One small downside – only 10,000 loans for 30 million businesses

Despite there being over 30 million small businesses in the U.S. and only 10,000 loans available, demand is expected to exceed supply. The SBA is limiting participation to 50 loans per week per lender and will accept a total of 1,000 loans per institution over the course of the program. It is understandable because it is not a handout and paperwork must be processed and track properly but only time shall tell if this is enough to get small businesses spending again at a large enough scale to break the cycle.

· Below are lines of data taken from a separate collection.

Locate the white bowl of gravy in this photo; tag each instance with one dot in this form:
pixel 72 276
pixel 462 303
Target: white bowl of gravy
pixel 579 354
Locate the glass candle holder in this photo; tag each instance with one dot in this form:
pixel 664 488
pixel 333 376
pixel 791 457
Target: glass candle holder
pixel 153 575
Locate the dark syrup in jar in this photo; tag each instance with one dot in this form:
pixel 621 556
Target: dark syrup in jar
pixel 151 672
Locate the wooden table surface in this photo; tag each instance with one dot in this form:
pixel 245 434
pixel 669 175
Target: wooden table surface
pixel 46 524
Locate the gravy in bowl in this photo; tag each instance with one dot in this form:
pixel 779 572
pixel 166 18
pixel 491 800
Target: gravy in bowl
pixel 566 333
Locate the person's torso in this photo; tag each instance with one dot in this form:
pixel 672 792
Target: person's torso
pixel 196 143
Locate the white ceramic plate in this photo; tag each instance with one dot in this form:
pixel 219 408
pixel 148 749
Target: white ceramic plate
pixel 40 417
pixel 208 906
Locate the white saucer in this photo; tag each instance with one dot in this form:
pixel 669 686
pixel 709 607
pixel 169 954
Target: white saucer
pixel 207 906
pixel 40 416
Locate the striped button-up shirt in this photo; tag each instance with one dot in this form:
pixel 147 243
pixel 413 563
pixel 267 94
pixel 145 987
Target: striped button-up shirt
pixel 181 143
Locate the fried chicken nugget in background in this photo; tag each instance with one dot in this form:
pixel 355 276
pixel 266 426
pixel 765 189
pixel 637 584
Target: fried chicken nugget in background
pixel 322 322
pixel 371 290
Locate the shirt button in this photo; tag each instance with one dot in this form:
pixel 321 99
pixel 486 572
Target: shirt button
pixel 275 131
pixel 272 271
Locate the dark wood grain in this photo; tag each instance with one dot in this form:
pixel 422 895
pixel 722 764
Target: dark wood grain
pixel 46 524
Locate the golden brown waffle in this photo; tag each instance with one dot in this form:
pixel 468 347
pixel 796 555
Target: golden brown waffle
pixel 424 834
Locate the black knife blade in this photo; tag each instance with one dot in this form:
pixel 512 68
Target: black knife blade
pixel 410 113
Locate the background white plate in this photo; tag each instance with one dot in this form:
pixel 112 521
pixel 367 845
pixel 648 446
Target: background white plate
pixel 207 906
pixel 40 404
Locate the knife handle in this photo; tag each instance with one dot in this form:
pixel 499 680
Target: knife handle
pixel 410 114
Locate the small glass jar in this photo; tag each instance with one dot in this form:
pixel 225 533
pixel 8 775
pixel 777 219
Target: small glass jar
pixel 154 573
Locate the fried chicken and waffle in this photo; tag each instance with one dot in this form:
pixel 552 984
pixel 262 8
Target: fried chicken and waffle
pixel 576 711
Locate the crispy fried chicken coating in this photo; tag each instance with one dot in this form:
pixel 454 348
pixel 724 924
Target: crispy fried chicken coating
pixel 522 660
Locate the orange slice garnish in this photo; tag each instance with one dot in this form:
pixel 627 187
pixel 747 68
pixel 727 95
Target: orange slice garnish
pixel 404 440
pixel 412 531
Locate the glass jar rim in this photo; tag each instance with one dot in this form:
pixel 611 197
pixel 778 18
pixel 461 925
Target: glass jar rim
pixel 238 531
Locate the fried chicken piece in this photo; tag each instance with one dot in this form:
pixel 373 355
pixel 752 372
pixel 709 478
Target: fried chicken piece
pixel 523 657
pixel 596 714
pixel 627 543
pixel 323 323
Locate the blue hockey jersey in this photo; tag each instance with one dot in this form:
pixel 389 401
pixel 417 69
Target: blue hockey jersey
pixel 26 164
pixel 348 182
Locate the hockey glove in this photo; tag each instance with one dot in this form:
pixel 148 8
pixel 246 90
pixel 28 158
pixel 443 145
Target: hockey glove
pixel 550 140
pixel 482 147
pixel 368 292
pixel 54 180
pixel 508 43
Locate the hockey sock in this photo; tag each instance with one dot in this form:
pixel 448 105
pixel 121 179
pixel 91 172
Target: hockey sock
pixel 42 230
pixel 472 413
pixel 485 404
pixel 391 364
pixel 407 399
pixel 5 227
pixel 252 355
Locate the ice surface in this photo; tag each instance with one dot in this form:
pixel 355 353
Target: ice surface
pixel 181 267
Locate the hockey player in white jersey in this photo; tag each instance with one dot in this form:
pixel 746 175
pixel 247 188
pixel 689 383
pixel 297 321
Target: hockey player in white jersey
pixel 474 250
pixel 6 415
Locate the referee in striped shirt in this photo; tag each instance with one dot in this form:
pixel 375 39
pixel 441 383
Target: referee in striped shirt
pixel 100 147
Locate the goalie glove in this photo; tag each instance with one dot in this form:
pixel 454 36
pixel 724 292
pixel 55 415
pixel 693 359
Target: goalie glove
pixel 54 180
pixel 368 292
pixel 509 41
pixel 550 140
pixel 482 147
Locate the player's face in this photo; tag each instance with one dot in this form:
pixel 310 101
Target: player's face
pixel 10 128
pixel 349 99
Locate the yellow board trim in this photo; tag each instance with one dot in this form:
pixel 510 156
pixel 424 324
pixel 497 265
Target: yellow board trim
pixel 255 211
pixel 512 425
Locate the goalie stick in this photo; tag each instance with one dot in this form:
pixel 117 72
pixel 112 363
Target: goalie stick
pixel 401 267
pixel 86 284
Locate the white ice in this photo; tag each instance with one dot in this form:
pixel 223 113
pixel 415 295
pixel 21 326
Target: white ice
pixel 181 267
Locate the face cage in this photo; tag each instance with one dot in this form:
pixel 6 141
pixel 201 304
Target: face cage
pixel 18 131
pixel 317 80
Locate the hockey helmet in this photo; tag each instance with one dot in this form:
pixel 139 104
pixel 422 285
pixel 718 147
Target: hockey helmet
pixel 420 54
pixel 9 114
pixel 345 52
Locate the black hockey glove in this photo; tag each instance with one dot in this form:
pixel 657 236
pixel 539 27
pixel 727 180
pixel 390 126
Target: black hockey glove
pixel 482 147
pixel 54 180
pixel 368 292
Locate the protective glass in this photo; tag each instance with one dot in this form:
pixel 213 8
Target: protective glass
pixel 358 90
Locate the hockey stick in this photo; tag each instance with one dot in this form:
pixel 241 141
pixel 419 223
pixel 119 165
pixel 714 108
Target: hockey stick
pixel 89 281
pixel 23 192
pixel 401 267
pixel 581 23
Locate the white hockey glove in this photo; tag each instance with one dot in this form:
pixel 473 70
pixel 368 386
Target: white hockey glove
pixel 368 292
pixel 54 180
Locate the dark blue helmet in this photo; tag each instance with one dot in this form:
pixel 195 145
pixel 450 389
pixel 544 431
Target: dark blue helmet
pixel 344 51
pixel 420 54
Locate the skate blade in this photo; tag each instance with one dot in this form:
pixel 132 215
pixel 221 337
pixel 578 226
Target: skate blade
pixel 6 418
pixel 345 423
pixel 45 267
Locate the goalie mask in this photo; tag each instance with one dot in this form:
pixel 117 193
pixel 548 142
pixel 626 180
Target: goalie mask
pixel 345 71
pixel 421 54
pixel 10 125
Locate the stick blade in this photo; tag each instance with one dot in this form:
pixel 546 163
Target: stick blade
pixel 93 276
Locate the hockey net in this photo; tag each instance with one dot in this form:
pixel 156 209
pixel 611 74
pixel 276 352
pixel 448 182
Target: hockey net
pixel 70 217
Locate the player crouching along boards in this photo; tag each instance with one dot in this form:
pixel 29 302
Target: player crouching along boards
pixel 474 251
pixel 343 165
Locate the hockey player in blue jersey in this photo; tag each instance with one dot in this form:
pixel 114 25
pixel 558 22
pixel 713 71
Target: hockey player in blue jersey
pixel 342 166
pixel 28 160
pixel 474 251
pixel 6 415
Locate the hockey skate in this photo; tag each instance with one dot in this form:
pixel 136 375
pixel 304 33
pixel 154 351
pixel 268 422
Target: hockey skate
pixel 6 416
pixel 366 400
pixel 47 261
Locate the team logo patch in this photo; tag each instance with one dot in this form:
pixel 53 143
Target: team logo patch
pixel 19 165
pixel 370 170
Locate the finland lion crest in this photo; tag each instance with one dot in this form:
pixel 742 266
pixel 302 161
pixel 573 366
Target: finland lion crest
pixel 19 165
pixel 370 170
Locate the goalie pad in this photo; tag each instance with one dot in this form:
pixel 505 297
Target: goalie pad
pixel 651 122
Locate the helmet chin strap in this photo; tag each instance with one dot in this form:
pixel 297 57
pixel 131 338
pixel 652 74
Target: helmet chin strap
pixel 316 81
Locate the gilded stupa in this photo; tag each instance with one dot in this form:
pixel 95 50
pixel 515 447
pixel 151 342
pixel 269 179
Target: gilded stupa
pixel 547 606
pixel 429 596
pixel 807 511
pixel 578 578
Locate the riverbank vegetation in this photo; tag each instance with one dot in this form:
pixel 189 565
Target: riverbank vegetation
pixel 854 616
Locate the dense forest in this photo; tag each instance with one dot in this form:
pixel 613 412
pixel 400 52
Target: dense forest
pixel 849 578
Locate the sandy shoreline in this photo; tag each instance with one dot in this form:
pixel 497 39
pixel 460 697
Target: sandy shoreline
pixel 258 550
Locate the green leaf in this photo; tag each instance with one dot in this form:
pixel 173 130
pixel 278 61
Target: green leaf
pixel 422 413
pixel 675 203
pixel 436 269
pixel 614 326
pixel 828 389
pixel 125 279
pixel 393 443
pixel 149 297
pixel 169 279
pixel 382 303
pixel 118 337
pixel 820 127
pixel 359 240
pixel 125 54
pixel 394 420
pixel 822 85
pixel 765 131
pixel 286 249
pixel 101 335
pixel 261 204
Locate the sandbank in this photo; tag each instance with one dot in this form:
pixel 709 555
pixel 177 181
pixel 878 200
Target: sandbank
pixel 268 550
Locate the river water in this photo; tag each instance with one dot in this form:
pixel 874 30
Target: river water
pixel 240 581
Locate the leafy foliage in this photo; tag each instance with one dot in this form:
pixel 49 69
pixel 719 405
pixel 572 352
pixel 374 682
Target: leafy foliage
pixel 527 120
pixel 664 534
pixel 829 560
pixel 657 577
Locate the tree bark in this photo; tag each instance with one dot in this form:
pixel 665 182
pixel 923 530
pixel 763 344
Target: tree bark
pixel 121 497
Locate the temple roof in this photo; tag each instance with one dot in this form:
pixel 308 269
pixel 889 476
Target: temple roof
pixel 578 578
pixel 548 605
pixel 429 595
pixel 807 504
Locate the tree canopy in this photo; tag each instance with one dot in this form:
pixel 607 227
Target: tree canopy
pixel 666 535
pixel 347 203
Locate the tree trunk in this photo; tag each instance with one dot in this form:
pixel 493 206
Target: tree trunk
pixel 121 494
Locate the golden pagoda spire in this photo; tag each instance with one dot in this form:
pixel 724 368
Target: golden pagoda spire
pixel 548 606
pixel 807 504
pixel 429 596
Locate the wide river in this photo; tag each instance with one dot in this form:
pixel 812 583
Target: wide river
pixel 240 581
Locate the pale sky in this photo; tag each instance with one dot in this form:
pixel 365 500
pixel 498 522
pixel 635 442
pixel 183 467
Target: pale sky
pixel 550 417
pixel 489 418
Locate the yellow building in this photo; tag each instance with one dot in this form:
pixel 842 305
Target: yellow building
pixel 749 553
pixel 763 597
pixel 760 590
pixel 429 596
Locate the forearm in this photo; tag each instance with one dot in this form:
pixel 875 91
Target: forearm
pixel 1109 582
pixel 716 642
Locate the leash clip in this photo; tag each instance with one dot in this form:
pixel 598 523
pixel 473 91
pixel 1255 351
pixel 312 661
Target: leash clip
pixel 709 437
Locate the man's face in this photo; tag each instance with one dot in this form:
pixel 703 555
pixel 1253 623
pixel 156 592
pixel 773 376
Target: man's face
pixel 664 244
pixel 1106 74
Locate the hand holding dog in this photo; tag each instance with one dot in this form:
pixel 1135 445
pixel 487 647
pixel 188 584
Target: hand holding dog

How could your small business benefit?

With the many billions of dollars being poured in to companies that the government says are “too big to fail”, this program recognizes that small businesses which are, according the Small Business Success Index, the core engine of innovation and job growth in the United States over the last 20 years, that they are just as important and for many small businesses, $35,000 could mean the difference in making it through some very tough times or closing their doors forever. When these small businesses can pay their bills usually to other small businesses, the “ship of capitalism” should start to right itself breaking a vicious cycle that occurs once an economic downturn starts to hit main street.